Many say piracy is threatening the movie industry. But is it really?
Although estimates of the film industry can differ significantly among studies, consultancies and research institutions all predict the same: the global market for movies is ever increasing. E.g. Reuters predicts that the market will reach $139 billion in revenue in 2017 with a CAGR of 4.2% over five years (2012-2017) (Reuters, 2012). If movie production companies say piracy is eating from their revenues, where is that growth coming from?

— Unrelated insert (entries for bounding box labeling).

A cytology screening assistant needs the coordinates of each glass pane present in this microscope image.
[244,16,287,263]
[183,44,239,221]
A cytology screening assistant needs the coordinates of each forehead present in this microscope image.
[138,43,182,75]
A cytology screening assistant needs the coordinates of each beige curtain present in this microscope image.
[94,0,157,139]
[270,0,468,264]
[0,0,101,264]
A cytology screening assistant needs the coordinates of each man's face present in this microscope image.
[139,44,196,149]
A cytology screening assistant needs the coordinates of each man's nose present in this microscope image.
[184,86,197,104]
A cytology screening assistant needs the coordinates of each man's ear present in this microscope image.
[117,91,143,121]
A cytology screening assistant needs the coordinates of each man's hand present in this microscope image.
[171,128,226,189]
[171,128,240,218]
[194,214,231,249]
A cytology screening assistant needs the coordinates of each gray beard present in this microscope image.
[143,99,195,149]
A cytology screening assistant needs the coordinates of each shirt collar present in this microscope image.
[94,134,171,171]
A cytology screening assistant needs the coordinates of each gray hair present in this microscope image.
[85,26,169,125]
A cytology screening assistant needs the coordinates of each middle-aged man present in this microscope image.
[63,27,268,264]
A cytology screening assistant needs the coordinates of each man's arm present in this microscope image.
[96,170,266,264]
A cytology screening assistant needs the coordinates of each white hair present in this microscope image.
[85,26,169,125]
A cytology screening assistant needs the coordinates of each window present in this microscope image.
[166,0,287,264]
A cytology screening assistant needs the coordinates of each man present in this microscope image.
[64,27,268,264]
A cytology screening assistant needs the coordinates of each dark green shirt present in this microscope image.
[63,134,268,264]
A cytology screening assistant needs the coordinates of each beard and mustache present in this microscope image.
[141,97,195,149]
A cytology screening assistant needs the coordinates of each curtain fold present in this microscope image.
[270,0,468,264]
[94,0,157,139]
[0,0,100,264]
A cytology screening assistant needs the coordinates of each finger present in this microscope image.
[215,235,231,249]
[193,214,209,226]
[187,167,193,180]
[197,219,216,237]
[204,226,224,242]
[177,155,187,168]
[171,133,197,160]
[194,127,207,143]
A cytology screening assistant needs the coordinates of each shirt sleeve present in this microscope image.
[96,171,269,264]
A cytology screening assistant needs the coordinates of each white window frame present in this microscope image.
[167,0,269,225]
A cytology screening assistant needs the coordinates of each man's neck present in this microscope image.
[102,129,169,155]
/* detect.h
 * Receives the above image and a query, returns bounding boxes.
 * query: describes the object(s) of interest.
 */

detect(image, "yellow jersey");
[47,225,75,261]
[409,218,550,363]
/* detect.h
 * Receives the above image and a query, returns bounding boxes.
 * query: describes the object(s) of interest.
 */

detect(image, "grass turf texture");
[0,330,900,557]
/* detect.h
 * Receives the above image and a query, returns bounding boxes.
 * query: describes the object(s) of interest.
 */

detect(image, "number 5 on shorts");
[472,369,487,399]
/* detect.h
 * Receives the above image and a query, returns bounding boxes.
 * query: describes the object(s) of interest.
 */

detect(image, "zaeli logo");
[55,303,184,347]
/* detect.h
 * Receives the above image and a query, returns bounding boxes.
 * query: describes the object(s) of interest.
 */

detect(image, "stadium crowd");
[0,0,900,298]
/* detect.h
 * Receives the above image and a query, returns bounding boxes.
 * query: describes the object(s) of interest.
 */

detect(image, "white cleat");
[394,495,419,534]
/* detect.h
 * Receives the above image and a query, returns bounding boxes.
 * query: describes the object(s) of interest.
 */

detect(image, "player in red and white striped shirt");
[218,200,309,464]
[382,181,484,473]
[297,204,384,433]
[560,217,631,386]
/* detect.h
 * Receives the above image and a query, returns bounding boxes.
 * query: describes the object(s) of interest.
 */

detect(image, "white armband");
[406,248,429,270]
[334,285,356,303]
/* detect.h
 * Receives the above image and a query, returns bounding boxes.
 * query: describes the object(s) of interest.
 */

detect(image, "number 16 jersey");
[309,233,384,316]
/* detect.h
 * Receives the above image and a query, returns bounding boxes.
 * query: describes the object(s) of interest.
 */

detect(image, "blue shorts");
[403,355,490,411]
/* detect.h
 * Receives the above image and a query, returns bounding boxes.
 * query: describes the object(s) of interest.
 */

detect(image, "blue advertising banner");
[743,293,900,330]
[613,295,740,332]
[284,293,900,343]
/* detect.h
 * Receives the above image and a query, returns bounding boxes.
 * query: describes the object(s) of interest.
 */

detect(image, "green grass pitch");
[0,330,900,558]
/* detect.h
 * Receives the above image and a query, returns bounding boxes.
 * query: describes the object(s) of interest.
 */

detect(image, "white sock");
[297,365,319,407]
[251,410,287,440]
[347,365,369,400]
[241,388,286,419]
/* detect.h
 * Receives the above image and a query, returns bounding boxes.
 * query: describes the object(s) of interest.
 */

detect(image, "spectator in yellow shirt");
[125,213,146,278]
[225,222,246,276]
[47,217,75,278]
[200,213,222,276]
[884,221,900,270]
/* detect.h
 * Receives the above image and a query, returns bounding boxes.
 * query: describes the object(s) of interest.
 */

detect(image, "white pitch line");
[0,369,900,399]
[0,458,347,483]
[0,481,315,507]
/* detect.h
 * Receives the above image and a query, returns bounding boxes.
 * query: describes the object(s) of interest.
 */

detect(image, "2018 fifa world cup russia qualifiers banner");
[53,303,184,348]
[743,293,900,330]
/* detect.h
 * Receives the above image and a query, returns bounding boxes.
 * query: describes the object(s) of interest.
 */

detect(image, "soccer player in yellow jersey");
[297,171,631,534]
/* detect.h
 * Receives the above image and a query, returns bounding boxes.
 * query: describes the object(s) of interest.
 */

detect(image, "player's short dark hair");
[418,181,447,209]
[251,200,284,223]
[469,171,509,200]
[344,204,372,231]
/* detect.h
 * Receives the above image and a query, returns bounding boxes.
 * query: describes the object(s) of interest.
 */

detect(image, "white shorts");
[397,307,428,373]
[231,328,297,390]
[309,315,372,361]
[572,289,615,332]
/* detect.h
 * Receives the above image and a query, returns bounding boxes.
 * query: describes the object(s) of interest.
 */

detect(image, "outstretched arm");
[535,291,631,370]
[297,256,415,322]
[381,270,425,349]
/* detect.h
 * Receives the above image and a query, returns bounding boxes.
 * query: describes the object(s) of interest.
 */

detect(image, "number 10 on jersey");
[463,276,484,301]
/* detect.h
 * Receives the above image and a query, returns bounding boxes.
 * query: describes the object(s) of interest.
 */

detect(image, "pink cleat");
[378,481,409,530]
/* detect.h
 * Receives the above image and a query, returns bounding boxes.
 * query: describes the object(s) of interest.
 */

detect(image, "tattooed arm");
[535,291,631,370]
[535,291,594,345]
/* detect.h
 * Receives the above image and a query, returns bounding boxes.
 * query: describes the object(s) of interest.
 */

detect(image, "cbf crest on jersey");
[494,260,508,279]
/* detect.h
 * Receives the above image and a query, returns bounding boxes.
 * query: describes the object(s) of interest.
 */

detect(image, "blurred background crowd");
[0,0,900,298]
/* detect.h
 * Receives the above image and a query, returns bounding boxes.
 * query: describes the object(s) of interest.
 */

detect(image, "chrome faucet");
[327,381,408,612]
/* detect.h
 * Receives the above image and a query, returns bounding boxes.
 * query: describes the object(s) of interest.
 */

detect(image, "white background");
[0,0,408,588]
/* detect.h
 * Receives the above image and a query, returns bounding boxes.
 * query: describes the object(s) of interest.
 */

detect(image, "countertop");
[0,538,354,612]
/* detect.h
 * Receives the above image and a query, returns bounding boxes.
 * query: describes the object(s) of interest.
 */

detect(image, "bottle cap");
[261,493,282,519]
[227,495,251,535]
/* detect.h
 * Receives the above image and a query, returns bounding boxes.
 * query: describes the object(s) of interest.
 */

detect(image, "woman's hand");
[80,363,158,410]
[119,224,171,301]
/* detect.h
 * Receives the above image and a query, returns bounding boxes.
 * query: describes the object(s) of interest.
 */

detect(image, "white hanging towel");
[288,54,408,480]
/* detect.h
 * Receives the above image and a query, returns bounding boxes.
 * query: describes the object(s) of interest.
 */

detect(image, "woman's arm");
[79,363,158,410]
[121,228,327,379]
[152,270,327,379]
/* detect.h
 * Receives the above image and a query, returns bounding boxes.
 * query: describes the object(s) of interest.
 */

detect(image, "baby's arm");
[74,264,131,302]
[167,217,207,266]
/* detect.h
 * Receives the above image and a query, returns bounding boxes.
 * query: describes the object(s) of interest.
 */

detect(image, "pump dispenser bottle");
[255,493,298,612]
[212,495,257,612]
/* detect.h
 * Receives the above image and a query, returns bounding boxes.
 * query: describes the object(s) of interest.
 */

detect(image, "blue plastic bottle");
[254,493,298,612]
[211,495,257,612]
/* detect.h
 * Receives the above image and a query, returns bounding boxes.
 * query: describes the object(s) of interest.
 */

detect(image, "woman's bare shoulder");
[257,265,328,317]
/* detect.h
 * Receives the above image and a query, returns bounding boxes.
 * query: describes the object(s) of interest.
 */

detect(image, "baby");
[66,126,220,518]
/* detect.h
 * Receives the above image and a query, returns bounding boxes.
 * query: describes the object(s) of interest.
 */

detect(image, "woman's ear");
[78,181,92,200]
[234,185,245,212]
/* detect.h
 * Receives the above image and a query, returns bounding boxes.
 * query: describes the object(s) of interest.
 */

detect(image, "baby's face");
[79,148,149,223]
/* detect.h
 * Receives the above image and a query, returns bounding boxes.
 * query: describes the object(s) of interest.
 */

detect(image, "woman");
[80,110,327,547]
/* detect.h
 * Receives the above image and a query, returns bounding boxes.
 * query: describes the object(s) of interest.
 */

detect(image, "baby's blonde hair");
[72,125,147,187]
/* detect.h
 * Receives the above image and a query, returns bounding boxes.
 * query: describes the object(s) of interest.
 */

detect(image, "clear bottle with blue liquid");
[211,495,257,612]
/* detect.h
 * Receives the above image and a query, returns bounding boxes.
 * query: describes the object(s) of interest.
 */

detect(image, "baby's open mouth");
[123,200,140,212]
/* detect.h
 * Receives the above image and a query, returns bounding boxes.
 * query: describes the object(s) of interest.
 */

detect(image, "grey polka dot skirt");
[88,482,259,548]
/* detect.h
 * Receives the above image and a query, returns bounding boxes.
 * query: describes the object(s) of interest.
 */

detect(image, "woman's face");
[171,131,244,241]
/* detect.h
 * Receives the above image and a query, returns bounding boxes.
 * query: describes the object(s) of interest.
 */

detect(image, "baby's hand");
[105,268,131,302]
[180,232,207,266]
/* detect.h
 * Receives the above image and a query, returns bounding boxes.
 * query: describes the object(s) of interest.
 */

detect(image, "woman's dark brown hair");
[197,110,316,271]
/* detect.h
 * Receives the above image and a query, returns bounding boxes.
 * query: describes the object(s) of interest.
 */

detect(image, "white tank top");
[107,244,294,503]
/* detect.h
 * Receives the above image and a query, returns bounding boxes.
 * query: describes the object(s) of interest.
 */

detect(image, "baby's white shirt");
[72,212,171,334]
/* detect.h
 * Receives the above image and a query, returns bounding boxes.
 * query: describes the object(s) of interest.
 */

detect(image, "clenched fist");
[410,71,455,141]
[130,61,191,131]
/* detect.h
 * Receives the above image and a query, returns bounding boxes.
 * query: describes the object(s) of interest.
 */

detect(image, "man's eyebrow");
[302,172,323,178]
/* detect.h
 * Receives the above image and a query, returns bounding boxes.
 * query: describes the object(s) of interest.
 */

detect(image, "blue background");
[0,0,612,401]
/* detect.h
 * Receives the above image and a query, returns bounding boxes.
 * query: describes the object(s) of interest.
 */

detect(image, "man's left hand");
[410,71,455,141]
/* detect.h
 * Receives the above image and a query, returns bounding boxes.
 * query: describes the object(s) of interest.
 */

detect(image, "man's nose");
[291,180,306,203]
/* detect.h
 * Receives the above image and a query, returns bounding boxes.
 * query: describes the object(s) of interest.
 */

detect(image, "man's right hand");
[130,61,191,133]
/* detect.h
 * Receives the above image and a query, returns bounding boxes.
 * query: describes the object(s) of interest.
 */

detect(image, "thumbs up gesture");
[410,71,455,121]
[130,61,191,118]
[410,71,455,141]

To start with: not from DVDs. A movie is an information good. The upfront cost is very high, up to millions of dollars before even making any revenue. Thereafter, distribution costs are very low. In the case of a DVD that is only a few cents to produce and distribute (Vapiro & Varian, ?). Therefore, DVDs are considered to be very overpriced. As Vapira & Varian (?) recommend: do not be greedy. If the price for an information good is too high, this attracts new entrants. In this case, piracy websites who earn a significant income through online advertising.
Although movies are downloaded millions of times, that does not mean that those movies would have been bought as a DVD if a download was not available, ‘it does seem fair to assume that not every pirated copy of an audiovisual work represents lost revenue to the content producer’ according to Karsten Strauss from Forbes (2013). Also, a download does not mean the producer loses money. The production costs have already been made and there is no additional cost to the producer that it’s distributed online.
A really large part of the growth will come from unlimited online streaming services like Netflix and Hulu. In 2013, revenue totalled $6.6 billion, but it is estimated to grow to $17.4 billion in 2017 according to a study by PWC (Billboard, 2013). The rise of these streaming services recaptures some users that resorted to piracy, as now there is an instant way to watch a movie or show without illegally downloading it.
Actually, as Reuters (2012) puts it, growth comes from new online and mobile business models in general (including unlimited online streaming services). Take pay per view and video on demand that’s now available via consumer’s own TV subscription and online and mobile websites. In 2016, the revenue of those models will surpass the revenue of physical DVDs and Blu-ray discs in the US (Billboard, 2013).
As a last note, piracy can even help the film industry growth. For example, Game of Thrones, the most downloaded TV show in 2012, strives on the ‘cultural buzz’ it creates: more views on TV and streaming services and increases DVD sales (Forbes, 2013).
Forbes, 2013. TV and Film Piracy: Threatening an Industry? [online] Available at:
<http://www.forbes.com/sites/karstenstrauss/2013/03/06/tv-and-film-piracy-threatening-an-industry/ > [Accessed October 20, 2014]
Reuters, 2012. Research and Markets: Global Movie and Entertainment Industry 2012-2017: Trends, Profits and Forecast Analysis Provides an Overview of the Global Movie and Entertainment Industry. [online] Available at: <http://www.reuters.com/article/2012/07/13/idUS161883+13-Jul-2012+BW20120713> [Accessed October 20, 2014]
Billboard, 2013. Study: Global Entertainment Industry Poised to Top $2 Trillion in 2016. [online] Available at: <http://www.billboard.com/biz/articles/news/global/1565728/study-global-entertainment-industry-poised-to-top-2-trillion-in> [Accessed October 20, 2014]
Shapiro, C., & Varian, H. (1999). Information rules. Boston, Mass.: Harvard Business School Press.